El gremio, que aúna a 20.000 operarios, acordó en el contrato con las empresas quepara los mejoramientos se considerará “entre otras fuentes, el IPC UBA correspondiente al trimestre enero/marzo de 2011", según consignó La Nación.

Este último es el Índice de Precios al Consumidor (IPC) elaborado por Buenos Aires City, un centro de estudios de la Secretaría de Extensión Universitaria de la Facultad de Ciencias Económicas de la Universidad de Buenos Aires (UBA), dirigido por Graciela Bevacqua, quien encabezaba el Indec hasta 2007, cuando a dicho organismo ingresaron funcionarios de confianza del secretario de Comercio Interior, Guillermo Moreno.
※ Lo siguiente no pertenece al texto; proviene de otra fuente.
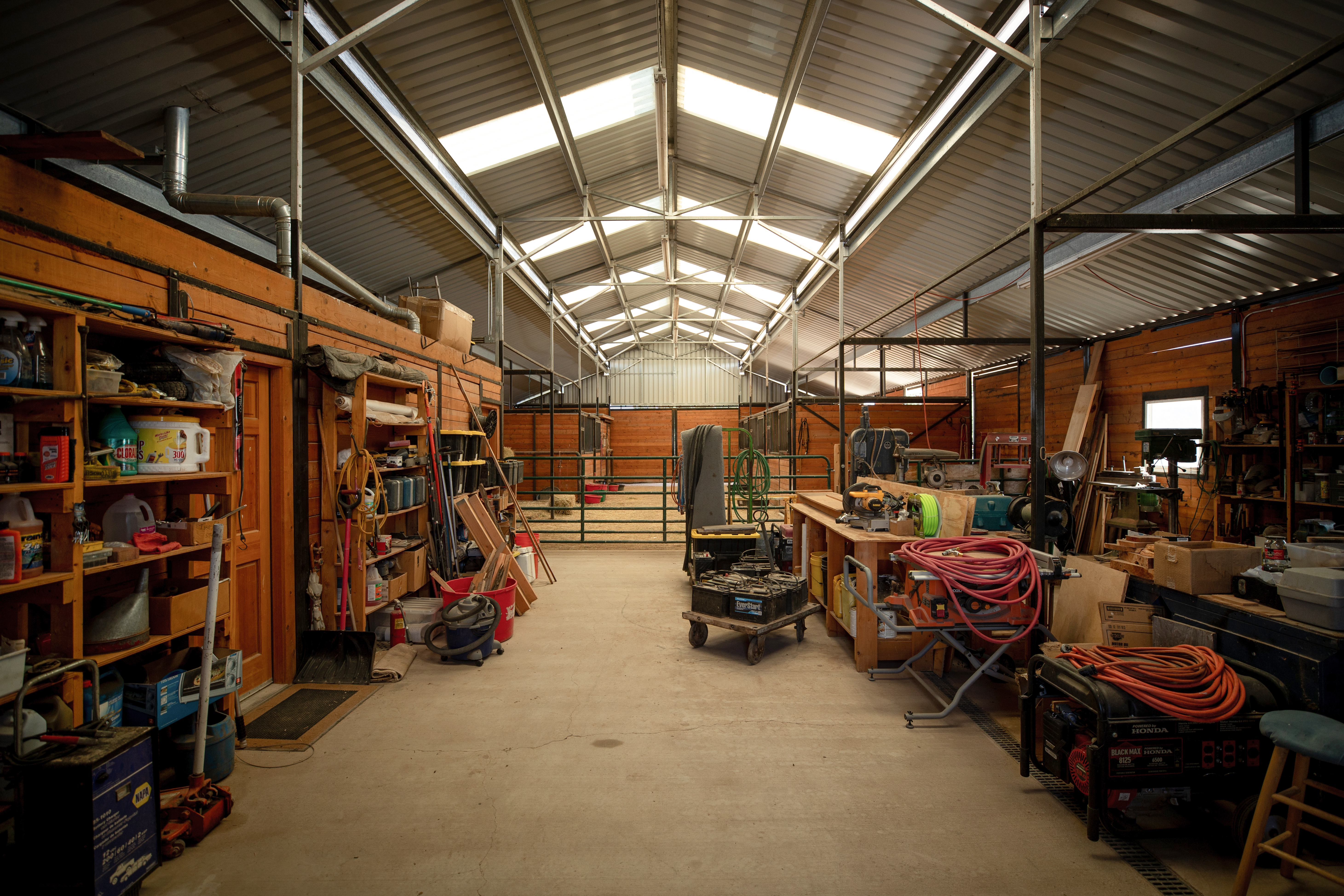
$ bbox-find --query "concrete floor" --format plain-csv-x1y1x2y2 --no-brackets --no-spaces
142,549,1325,896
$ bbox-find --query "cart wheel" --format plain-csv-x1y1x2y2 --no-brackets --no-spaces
747,638,765,666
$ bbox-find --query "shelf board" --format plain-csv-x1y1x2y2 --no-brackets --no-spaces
85,313,238,352
83,540,228,575
85,470,233,490
0,572,75,594
0,482,75,494
85,613,228,669
0,386,79,399
364,373,425,392
89,395,224,411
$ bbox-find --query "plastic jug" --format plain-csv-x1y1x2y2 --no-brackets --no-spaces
98,407,137,475
130,415,210,475
100,494,155,544
0,494,46,579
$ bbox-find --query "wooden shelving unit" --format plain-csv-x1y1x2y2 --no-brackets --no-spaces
0,288,238,712
319,373,430,631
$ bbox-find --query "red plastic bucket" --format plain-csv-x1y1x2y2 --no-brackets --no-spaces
443,576,518,643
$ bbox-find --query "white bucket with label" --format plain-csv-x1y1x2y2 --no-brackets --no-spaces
129,415,210,475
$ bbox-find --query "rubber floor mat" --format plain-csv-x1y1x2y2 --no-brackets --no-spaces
245,684,379,748
247,688,356,740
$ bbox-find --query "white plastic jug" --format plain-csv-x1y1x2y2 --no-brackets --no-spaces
130,415,210,475
100,494,155,544
0,494,46,579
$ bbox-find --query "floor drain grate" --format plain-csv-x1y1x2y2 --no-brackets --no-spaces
915,672,1200,896
247,688,359,740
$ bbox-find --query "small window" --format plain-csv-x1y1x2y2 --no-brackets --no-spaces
1144,387,1208,475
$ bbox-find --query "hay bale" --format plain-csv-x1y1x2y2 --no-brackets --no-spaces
551,494,577,520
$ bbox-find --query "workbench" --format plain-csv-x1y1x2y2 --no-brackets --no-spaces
789,492,945,674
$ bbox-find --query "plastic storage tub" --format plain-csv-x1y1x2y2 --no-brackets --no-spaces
1278,567,1344,631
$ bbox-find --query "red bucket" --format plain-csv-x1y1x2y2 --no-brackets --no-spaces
442,576,518,643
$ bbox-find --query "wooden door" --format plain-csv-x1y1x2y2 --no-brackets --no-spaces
233,367,274,693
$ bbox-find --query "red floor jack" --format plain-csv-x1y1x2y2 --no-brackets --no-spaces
158,521,242,858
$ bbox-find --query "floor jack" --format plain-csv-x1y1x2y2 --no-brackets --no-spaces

Desde entonces que en Argentina se acusa que el IPC está subvalorado para obtener réditos políticos.

Por ejemplo, entree enero y agosto de este año el costo de la vida creció 7,5% según el Indec; aunque Buenos Aires City dijo que fue de 17,3%.

"Nosotros no tomamos el índice del Indec porque da para abajo", dijo el secretario de prensa de Smata, Aníbal Soler, a La Nación.

Hace tiempo que los gremios argentinos utilizan mediciones alternativas salariales, pero esta es la primera vez que se explicita en un contrato y se requiere los servicios de una entidad externa.

El convenio fue firmado en julio con casi todas las automotrices, salvo PSA Peugeot Citroën, cuyos trabajadores están enrolados en la Unión Obrera Metalúrgica (UOM).